Verheij Syndrome: Causes, Symptoms, and Treatment

Verheij syndrome is a rare genetic condition caused by changes to a specific gene that is present from birth. It can affect many different parts of the body. Its rarity makes estimating the number of affected people difficult, and some individuals with mild symptoms may not be diagnosed.

Genetic Origins of Verheij Syndrome

Verheij syndrome arises from a mutation or deletion affecting the PUF60 gene, located on the long arm of chromosome 8. The PUF60 gene provides instructions for making a protein involved in RNA splicing, a process for ensuring genes are expressed correctly. This protein’s function is especially active during early embryonic development.

A mutation in the PUF60 gene results in haploinsufficiency. This occurs when one of the two gene copies in each cell is inactivated or missing. The remaining functional copy cannot produce enough protein for normal development, leading to the features of Verheij syndrome.

The condition follows an autosomal dominant inheritance pattern, so a mutation in only one copy of the gene causes the disorder. While it can be inherited from a parent, most cases result from a de novo (new) mutation. This means the genetic change occurs spontaneously, without any prior family history of the condition.

Common Signs and Symptoms

Developmental delays are common, affecting milestones like sitting, crawling, and walking. Intellectual disability, ranging from mild to moderate, is also a feature, along with frequent speech and communication difficulties.

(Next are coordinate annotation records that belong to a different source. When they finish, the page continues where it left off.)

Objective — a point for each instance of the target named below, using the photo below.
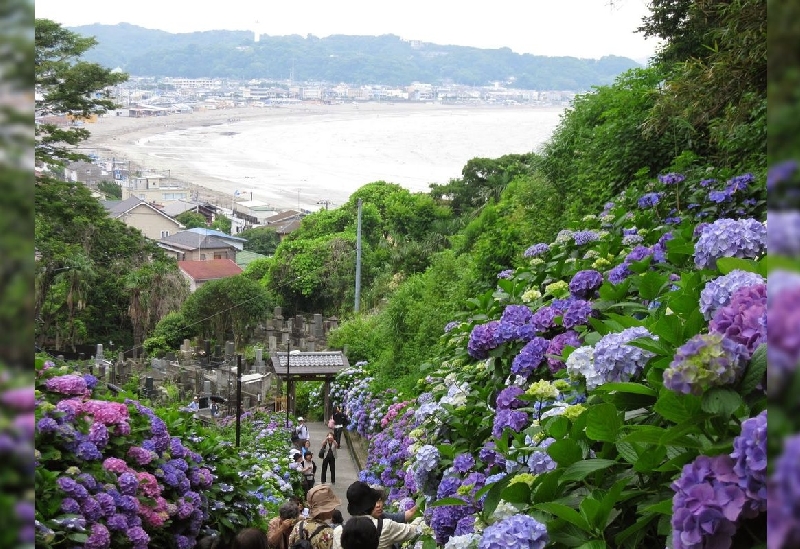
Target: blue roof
(214, 232)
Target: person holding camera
(328, 455)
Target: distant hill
(354, 60)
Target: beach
(304, 155)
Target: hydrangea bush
(114, 472)
(611, 390)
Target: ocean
(308, 160)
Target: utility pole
(358, 259)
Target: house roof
(282, 216)
(118, 208)
(323, 364)
(214, 232)
(189, 240)
(244, 258)
(212, 269)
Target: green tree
(261, 240)
(227, 307)
(66, 85)
(191, 220)
(109, 188)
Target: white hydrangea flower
(581, 363)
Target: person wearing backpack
(328, 455)
(315, 532)
(340, 421)
(361, 501)
(309, 471)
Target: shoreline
(126, 139)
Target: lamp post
(288, 347)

Distinctive facial characteristics are often associated with the syndrome, though they can be subtle. These may include:

  • A small head (microcephaly)
  • A prominent forehead
  • Arched eyebrows
  • A short or bulbous nose
  • A thin upper lip

Some individuals may also have skin tags on the face or neck.

Skeletal abnormalities are present in many cases. Joint laxity (“loose joints”) is a common finding and may lead to dislocations. Curvature of the spine (scoliosis), other vertebral anomalies, and short stature are also reported.

Other health issues can be part of the syndrome. Congenital heart defects are seen in a significant number of individuals, with issues ranging from valve defects to more complex problems like Tetralogy of Fallot. Eye abnormalities are also common, including coloboma (a gap in an eye structure). Kidney and urinary tract anomalies, such as a missing or horseshoe-shaped kidney, can also be present.

The Diagnostic Process

The diagnostic process often begins when a healthcare provider observes a combination of developmental delays and specific physical traits. A clinical geneticist may then perform a thorough physical examination and review the individual’s medical and family history.

While a clinical evaluation is the first step, it cannot provide a definitive answer. The diagnosis must be confirmed through molecular genetic testing, which involves analyzing a blood sample to look for a pathogenic variant in the PUF60 gene.

Tests like whole exome sequencing, which examines the protein-coding regions of all genes simultaneously, are often used to identify the causative mutation. Finding a harmful variant in PUF60 confirms the diagnosis of Verheij syndrome and is useful for distinguishing it from other syndromes that may have overlapping features.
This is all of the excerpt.